Une théorie qui a une certaine portée universelle c'est toujours sympa pour la beauté du geste. Il s'agit de générer un indicateur dont la fiabilité peut être suffisamment importante pour que cette formule à portée universelle soit adaptée à de nombreux domaines de la gestion des ressources de nos sociétés, tant dans les secteurs publics que privés. On peut par exemple utiliser E = RC pour définir avec une bonne précision à quel point diverses ressources essentielles sont gérées selon tels ou tels critères, telles :

  • l'eau d'une région
  • les satellites du globe
  • l'alimentation des femmes
  • etc. votre projet/situation/vie

    E=RC peut avoir des applications pratiques et utiles pour tous. Comme tout outil, comme toute science, c'est la qualité de la conscience issue de l'expérience dans son usage qui en fera son sens.

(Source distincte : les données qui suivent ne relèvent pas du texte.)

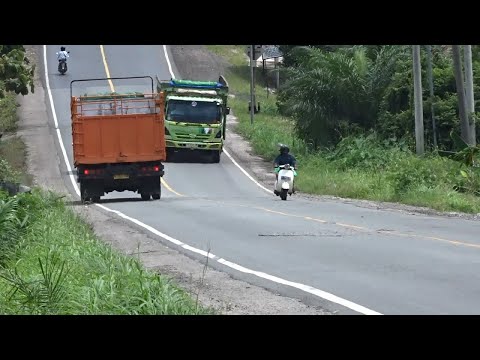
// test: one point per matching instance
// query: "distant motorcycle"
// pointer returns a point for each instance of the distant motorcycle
(284, 183)
(62, 65)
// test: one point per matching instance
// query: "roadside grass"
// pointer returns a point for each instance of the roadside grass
(58, 266)
(8, 116)
(12, 148)
(404, 178)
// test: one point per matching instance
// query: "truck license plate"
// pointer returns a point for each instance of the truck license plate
(120, 176)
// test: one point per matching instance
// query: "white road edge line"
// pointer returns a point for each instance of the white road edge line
(306, 288)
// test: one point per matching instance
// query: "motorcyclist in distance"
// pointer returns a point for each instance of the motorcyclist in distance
(62, 54)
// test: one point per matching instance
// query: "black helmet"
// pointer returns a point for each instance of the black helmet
(284, 149)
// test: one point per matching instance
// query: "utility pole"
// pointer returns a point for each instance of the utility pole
(432, 105)
(467, 58)
(252, 83)
(417, 90)
(462, 103)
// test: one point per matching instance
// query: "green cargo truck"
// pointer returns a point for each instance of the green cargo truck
(195, 115)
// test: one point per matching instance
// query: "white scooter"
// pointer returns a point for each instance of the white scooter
(284, 182)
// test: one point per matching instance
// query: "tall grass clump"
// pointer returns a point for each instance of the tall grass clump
(58, 266)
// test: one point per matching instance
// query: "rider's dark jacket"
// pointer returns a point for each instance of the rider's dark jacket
(283, 159)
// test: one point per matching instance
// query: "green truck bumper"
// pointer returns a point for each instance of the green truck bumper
(194, 145)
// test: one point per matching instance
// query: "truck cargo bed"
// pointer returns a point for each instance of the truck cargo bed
(118, 129)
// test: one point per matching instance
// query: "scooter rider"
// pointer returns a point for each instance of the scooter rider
(284, 158)
(62, 54)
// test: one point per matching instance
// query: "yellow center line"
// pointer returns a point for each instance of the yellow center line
(170, 188)
(112, 88)
(356, 227)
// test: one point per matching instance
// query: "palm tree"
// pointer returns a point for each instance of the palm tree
(331, 91)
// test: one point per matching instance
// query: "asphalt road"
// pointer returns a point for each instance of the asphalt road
(386, 261)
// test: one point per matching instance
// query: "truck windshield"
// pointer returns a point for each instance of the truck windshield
(193, 111)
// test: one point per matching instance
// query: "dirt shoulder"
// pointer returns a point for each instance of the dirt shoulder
(214, 288)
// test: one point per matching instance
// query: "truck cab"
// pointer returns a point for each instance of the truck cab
(195, 116)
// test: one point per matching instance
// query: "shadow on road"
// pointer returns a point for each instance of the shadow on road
(190, 156)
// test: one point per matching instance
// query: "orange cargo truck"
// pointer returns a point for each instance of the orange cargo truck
(118, 142)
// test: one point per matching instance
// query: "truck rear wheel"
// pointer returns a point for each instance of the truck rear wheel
(84, 192)
(158, 189)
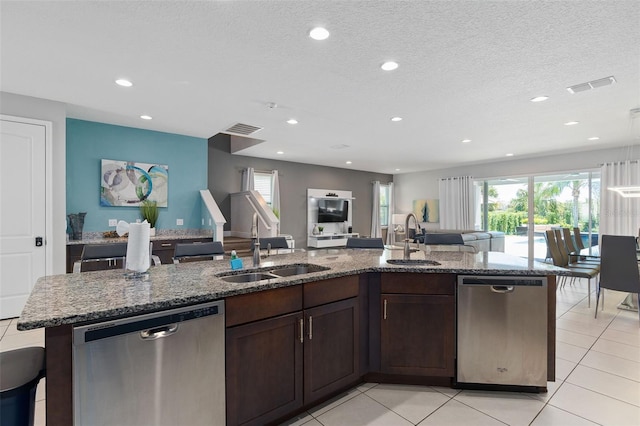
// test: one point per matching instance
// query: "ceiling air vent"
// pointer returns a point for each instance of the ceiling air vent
(242, 129)
(594, 84)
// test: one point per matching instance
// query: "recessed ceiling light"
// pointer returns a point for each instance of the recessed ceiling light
(339, 146)
(539, 99)
(124, 83)
(389, 66)
(319, 33)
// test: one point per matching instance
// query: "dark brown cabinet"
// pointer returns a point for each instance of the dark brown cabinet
(264, 370)
(417, 325)
(331, 351)
(283, 353)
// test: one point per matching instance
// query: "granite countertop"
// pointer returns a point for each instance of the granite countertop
(102, 295)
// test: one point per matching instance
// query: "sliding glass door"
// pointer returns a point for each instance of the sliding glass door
(524, 207)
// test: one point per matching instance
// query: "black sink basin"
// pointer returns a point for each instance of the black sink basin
(248, 278)
(281, 272)
(412, 262)
(289, 271)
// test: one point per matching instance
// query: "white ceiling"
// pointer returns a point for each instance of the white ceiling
(467, 70)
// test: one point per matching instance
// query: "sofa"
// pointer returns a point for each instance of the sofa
(482, 241)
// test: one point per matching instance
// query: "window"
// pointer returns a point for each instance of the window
(262, 184)
(384, 205)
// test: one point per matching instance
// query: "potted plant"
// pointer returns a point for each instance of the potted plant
(149, 211)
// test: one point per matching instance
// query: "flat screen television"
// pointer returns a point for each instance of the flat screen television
(333, 211)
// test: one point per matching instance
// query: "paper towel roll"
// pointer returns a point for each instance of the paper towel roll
(138, 259)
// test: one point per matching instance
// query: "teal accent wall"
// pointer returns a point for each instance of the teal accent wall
(89, 142)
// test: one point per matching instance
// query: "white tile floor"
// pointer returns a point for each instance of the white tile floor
(597, 380)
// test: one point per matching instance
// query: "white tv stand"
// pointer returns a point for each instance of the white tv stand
(328, 240)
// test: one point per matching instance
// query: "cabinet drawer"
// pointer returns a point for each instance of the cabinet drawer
(406, 283)
(331, 290)
(250, 307)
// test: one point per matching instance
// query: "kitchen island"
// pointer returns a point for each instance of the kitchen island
(350, 285)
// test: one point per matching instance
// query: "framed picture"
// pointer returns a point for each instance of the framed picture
(427, 210)
(127, 183)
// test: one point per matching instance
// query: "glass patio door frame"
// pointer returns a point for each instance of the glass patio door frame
(531, 180)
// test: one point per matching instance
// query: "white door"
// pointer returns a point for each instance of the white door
(22, 212)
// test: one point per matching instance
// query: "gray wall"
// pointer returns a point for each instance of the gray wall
(225, 177)
(56, 113)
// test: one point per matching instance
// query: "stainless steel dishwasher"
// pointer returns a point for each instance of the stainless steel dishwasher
(164, 368)
(502, 332)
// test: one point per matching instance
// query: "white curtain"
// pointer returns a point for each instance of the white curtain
(391, 235)
(376, 230)
(275, 196)
(457, 203)
(619, 215)
(247, 179)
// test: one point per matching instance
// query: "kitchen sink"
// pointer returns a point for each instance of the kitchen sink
(282, 272)
(412, 262)
(297, 270)
(248, 278)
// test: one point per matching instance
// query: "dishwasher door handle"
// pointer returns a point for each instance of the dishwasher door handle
(502, 289)
(159, 332)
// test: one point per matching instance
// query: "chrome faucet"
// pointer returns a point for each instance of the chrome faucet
(407, 249)
(255, 241)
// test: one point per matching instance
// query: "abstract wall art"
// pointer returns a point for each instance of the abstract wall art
(427, 210)
(127, 183)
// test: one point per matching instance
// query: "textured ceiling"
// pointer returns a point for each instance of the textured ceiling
(467, 70)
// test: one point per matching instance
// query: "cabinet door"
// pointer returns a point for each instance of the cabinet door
(264, 370)
(331, 349)
(417, 335)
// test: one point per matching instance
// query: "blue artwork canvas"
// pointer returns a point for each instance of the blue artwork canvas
(127, 183)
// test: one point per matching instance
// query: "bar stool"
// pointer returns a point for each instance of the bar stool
(21, 369)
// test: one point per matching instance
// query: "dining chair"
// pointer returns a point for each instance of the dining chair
(107, 252)
(355, 242)
(570, 258)
(578, 238)
(575, 270)
(197, 251)
(574, 253)
(619, 267)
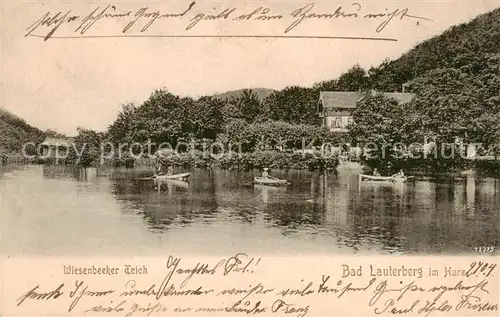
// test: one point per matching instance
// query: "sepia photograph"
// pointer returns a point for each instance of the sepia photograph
(276, 128)
(234, 158)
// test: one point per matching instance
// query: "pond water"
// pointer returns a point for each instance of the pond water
(54, 210)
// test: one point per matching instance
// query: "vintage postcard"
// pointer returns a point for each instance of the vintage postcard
(240, 158)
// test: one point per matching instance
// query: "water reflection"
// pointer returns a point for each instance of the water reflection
(219, 210)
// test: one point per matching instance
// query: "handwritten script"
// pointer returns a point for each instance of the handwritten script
(234, 285)
(139, 22)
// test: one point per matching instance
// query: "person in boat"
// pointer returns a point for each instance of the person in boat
(158, 170)
(265, 173)
(399, 174)
(170, 171)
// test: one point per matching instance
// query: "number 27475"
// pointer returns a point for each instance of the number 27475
(484, 249)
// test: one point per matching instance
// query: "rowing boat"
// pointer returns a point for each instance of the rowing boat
(175, 176)
(390, 179)
(270, 181)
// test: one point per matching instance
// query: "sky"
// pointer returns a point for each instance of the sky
(63, 83)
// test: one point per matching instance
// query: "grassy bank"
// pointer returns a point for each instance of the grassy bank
(233, 161)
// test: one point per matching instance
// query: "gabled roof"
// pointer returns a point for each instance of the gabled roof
(348, 99)
(57, 142)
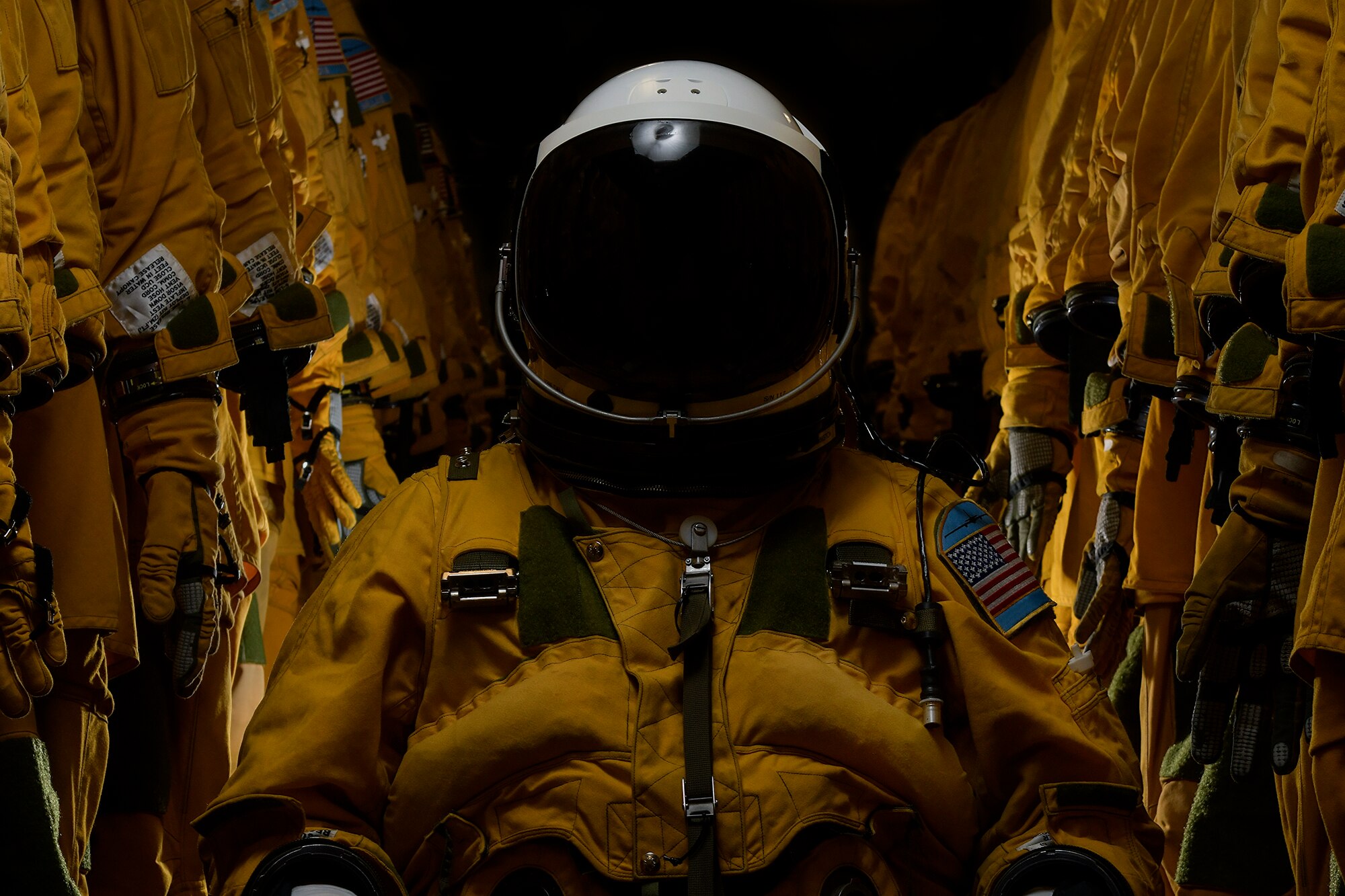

    Une paire opposée comme table de multiplication.
    Pour générer une tendance, une approche efficace consiste à définir un critère mot-clé principal, puis d'en dégager le critère inverse, et enfin de documenter ces deux opposés par une série de sous-critères.

    Il faudra alors évaluer chaque étape d'animation de chaque ressource au niveau de chaque sous-critère. 16 à 48 données de base, multipliée par le nombre de sous-critères prédéfinis, souvent 10 à 20 critères pour que la tendance se précise. Soit 1'600 à 96'000 résultats à compiler. Casse-tête sans aide informatique. Et justement, avec cette aide, une telle formule prend sens.

    Un point important : deux fois 4R
    Si les 4 Ressources sont invariablement les mêmes, elles doivent être prises sous deux angles : l'individu/client et le groupe/serveur. Il y a donc toujours deux appréciations de chaque Ressources. Il s'agit encore de développer ce point dans une démonstration schématisée.

    Première application : tendance anthropocentriste versus géocentriste
    Dans le tableau de la seconde page, j'ai choisi comme doublette de critères de montrer deux tendances dans la manière de gérer les ressources : le géocentrisme et l'anthropocentrisme. Ce critère n'est pas le seul. On peut parler d'approche oligarchique versus démocratique, étatique versus sociétale, matérialiste versus spirituelle...

    Pour reprendre l'exemple de la gestion de l'eau dans une région, avec E = RC il est possible de montrer à quel point l'eau d'une région est gérée de manière à ce qu'il y ait toujours de l'eau potable dans 50 ans. L'eau dans 50 ans, ce sera l'approche géocentriste, car il s'agit avant tout de l'intérêt de la planète, car pour l'intérêt de la seule humanité la meilleure solution pourrait être un approvisionnement provenant d'une autre région. J'ai bien écrit "à quel point", il s'agit donc de dégager des tendances, ce n'est pas "oui ou non elle sera potable", c'est "quelles sont les conditions à réunir pour que l'eau soit durablement potable ? ".

    Pour chaque critère, des communautés comme étendard.
    A noter que les réseaux sociaux appliquant le mieux les critères du géocentrisme sont probablement les réseaux du microcrédit, du logiciel Libre et de la culture Libre, les praticiens du CHI (falung gong, chi Gong, Yoga...), les anthroposophes et les mouvements de l'écovie (écovillage, reclaim de street...).
    Ils ont été la source d'inspiration principale pour le tableau comparatif des deux tendances antagonistes prise pour cet exemple.
  • Remerciements :
    J'aimerai remercier tout particulièrement Raphaël Rousseau, Daniel
    Held, Nicolas Henchoz, Marie-Jane Berchten et Albert Jacquard pour leurs apports à la première ébauche de formulation de cette théorie.